2.      Pemindaian dengan MRI atau CT myelografi, untuk melihat kondisi saraf dan otot dalam tubuh, serta mendeteksi adanya kelainan pada saraf dan otot.

3.      Elektromiografi, untuk mengetahui seberapa baik aliran saraf ke otot.

Pengobatan Erb’s Palsy

1.      Untuk mempercepat dan mengoptimalkan penyembuhan, dokter akan menyarankan terapi fisik (fisioterapi) dan rehabilitasi untuk memperbaiki rentang gerak sendi (range of movement) dan kekuatan otot. Fisioterapi dan rehabilitasi ini bisa dimulai setelah bayi berusia 3 minggu.

2.      Jika fisioterapi dan rehabilitasi selama 3-6 bulan tidak efektif untuk mengatasi Erb’s Palsy, dokter dapat menyarankan operasi. Sementara pada orang dewasa, operasi harus dilakukan tidak lebih dari 6 bulan setelah cedera terjadi.

Beberapa jenis operasi yang dapat dilakukan adalah :

1.      Operasi perbaikan saraf (nerve repair), dengan menghubungkan kembali dua ujung saraf yang mengalami robekan.

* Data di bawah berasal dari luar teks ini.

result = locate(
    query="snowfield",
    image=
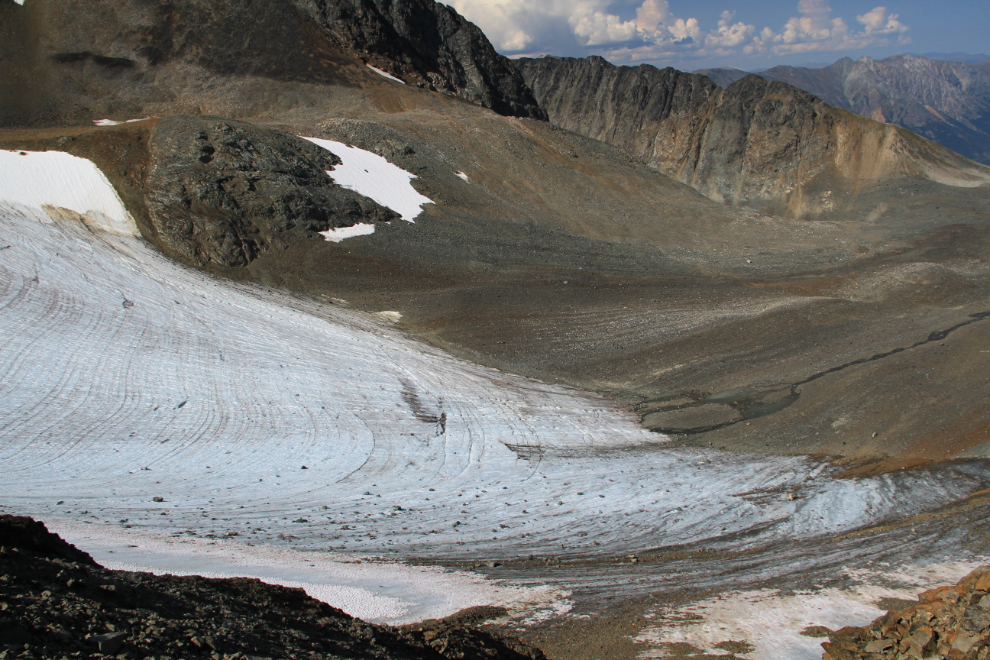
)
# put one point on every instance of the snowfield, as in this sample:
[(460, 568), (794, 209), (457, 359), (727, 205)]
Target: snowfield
[(227, 429), (58, 179)]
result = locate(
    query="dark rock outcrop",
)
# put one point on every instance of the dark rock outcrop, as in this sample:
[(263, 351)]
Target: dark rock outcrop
[(63, 62), (762, 144), (222, 192), (58, 602), (947, 102), (428, 43), (948, 622)]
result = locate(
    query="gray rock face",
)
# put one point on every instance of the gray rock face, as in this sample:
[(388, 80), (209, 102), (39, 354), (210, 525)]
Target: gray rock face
[(946, 102), (762, 144), (62, 61), (222, 192), (429, 43)]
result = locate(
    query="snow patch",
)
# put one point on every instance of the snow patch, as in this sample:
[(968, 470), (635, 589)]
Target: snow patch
[(373, 176), (337, 234), (393, 317), (385, 74), (55, 179), (112, 122), (771, 622)]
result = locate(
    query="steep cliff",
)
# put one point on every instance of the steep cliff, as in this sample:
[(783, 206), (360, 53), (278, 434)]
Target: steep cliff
[(427, 43), (946, 102), (68, 61), (762, 144)]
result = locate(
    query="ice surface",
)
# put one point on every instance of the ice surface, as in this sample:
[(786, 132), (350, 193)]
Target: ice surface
[(372, 176), (338, 234), (264, 419), (373, 591), (60, 180), (771, 621), (385, 73), (124, 376)]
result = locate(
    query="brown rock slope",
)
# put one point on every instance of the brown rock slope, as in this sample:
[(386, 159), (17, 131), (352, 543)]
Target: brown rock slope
[(70, 62), (760, 144), (947, 102), (55, 601), (949, 622), (560, 256)]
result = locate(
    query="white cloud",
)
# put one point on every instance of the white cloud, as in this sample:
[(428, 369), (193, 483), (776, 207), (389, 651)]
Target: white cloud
[(656, 34), (878, 21), (599, 28)]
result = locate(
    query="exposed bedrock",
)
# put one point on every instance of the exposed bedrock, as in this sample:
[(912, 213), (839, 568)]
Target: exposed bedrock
[(430, 44), (762, 144), (69, 62), (948, 102), (221, 192)]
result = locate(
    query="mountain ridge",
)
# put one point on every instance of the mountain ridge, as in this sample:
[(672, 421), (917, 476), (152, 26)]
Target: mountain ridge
[(946, 102), (758, 143)]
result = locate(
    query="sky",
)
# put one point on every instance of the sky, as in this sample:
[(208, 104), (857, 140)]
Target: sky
[(695, 34)]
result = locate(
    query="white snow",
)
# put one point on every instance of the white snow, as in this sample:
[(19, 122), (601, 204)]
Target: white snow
[(336, 235), (57, 180), (771, 621), (265, 419), (373, 591), (385, 73), (112, 122), (224, 392), (373, 176)]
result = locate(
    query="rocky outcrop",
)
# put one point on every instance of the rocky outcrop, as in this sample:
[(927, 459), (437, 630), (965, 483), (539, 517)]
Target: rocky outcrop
[(223, 192), (129, 57), (59, 603), (949, 622), (428, 43), (762, 144), (946, 102)]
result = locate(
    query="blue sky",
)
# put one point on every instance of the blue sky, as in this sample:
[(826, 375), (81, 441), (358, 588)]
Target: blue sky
[(747, 35)]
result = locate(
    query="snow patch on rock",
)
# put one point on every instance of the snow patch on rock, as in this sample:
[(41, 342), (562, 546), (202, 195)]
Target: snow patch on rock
[(385, 74), (371, 175), (55, 179), (337, 234)]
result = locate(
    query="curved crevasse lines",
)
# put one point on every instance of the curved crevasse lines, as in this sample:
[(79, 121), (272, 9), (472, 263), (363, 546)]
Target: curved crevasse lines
[(248, 414)]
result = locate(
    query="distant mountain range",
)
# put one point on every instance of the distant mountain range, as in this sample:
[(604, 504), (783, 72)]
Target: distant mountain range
[(945, 101)]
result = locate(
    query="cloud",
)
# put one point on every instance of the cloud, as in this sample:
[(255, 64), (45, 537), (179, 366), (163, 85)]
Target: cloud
[(879, 21), (652, 32)]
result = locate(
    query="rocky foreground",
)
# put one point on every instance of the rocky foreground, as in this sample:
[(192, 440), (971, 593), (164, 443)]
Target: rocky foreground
[(56, 602), (948, 622)]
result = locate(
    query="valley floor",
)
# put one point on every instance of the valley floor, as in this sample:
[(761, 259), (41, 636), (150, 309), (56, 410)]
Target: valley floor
[(166, 420)]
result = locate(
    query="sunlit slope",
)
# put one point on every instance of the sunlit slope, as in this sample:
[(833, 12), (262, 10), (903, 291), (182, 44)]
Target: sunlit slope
[(126, 377)]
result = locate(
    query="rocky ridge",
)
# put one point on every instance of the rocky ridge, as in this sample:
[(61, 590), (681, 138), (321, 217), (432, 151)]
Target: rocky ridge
[(766, 145), (946, 102), (70, 62), (223, 192), (949, 622), (429, 44), (55, 601)]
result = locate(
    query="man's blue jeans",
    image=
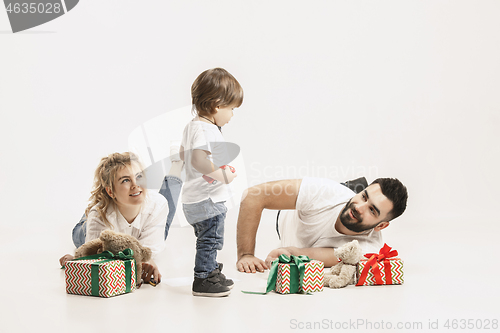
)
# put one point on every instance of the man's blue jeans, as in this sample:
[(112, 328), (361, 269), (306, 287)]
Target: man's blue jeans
[(207, 219), (170, 189)]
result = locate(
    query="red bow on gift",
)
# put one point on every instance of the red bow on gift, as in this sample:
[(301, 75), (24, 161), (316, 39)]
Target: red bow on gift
[(384, 253)]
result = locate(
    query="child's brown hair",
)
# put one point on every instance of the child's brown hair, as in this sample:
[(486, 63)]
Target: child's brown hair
[(215, 87)]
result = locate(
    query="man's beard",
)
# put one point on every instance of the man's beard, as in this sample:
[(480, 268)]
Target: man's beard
[(355, 225)]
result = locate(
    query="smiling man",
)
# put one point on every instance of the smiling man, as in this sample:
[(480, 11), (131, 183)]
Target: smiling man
[(316, 216)]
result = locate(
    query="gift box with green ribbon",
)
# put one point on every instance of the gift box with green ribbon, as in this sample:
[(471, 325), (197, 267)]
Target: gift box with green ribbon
[(381, 268), (104, 274), (296, 274)]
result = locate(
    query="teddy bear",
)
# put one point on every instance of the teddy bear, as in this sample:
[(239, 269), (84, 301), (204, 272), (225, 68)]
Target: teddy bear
[(115, 242), (344, 273)]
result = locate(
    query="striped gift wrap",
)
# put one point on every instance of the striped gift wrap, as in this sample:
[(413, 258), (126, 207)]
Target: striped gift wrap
[(313, 277), (111, 279)]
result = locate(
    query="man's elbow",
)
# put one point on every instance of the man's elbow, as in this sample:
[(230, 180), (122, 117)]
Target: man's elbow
[(252, 196)]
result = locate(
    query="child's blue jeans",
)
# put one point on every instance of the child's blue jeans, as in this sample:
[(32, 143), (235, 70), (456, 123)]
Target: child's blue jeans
[(170, 189), (207, 219)]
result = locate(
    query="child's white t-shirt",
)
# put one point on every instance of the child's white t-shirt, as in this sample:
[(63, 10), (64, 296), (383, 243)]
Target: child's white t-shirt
[(312, 224), (148, 227), (201, 135)]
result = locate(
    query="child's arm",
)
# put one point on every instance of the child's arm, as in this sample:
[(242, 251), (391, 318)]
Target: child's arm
[(203, 165)]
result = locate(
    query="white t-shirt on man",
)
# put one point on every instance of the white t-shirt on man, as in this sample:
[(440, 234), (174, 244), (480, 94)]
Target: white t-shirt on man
[(148, 227), (312, 223)]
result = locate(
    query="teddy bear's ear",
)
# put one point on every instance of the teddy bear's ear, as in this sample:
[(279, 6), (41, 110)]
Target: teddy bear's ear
[(107, 235), (89, 248)]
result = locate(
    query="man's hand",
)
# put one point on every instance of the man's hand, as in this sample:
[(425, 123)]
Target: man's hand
[(65, 258), (274, 254), (150, 270), (251, 264)]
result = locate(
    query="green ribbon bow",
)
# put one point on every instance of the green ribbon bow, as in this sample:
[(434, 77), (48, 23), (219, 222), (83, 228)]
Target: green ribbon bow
[(127, 255), (297, 270)]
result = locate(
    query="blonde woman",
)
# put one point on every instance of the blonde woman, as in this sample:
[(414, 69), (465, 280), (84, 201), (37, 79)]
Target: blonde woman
[(120, 201)]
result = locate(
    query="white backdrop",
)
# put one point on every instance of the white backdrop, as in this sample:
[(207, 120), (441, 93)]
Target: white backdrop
[(339, 89)]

2.      Operasi cangkok saraf, baik dari tubuh sendiri (nerve graft) maupun dari orang lain (oberlin transfer).

3.      Operasi perbaikan otot, tulang, dan tendon, jika cedera parah menyebabkan kerusakan otot, tulang dan tendon bahu, atau jika penanganan Erb’s Palsy terlambat.

4.      Neurolisis, untuk mengangkat neuroma.

 

Referensi :

Arif Sugiarto. 2014. Penatalaksanaan Fisioterapi pada Erb Paralisis Dektra di RSUP dr. Sardjito Yogyakarta. Jurnal Kesehatan Fakultas Ilmu Kesehatan Universitas Muhammadiyah Surakarta.

Suroto, H., et al. 2022. Traumatic Brachial Plexus Injury in Indonesia : An Experience from a Developing Country. Journal of Reconstructive Microsurgery, 38 (7).

Wells, M., Tihista, M., & Diamond, S. 2022. Brachial Plexus Birth Injury: Trends in Early Surgical Intervention over the Last Three Decades. Plastic and Reconstructive Surgery. Global Open, 10(5), pp. 1-6.

National Institutes of Health. 2021. MedlinePlus. Brachial Plexus Injury in Newborns.

Johns Hopkins Medicine. 2022. Conditions and Diseases. Brachial Plexus Injury.

Cleveland Clinic. 2021. Disease & Conditions. Erb's Palsy.

Mayo Clinic. 2022. Diseases & Conditions. Brachial Plexus Injury.

The Royal Children’s Hospital Melbourne. 2018. Kids Health Information. Brachial Plexus Palsy or Erb’s Palsy.

Healthline. 2022. Everything You Need to Know About Brachial Plexus Injuries.